Prolog's list notation ([ a, b , ... ]
) is just simple syntactic sugar on top of ordinary prolog terms. The empty list is denoted by the atom []
; a non-empty list is denoted by the term ./2
, where the first argument in the term is the head of the list, and the second the tail of the list, being either the empty list or a non-empty list (.(a,.(b,[]))
being the actual representation of [a,b]
).
See my answer here for a full explanation.
This is the canonical implementation of append/3
:
append( [] , L , L ) .
append( [H|T] , L , [H|R] ) :- append(T,L,R) .
Eliminating the syntactic sugar gives you this:
append( [] , L , L ) .
append( .(H,T) , L , .(H,R) ) :- append(T,L,R) .
That should get you on your way.
Edited to add:
If you you just want to append a single item to a list, it's a simple matter of traversing the list. When you reach the end, you insert it. Something like (using normal list notation):
append_item( X , [] , [X] ) .
append_item( X , [Y|Ys] , [Y|Zs] ) :- append_item(X,Ys,Zs).
or, sans syntactic sugar,
append_item( X , [] , .(X,[]) ) .
append_item( X , .(Y,Ys) , .(Y,Zs) ) :- append_item(X,Ys,Zs).
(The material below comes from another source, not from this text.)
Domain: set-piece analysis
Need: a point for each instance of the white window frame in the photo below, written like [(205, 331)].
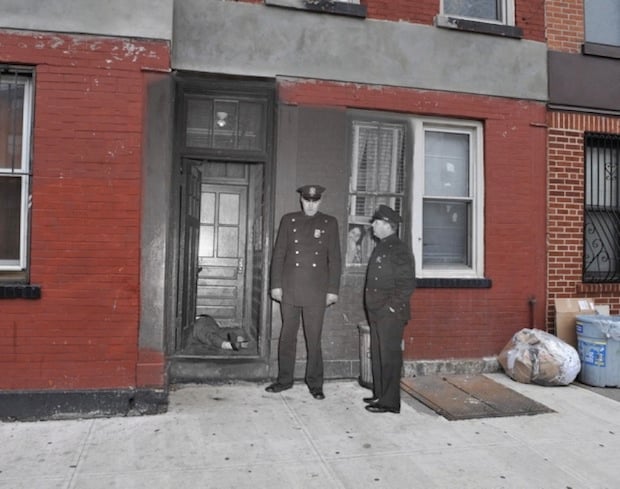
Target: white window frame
[(506, 8), (476, 196), (24, 174)]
Edited to note: As noted by @keldan-chapman in the comments, as of SWI Prolog v7+, lists are no longer ./2
for a non-empty list, and the atom []
for the empty list. As of SWI Prolog v7+, a non-empty list is denoted by '[|]'/2
and the empty list by "a special constant which is printed as []
".
Go figure.
For details, see the SWI Prolog documentation at § 5.1, Lists Are Special.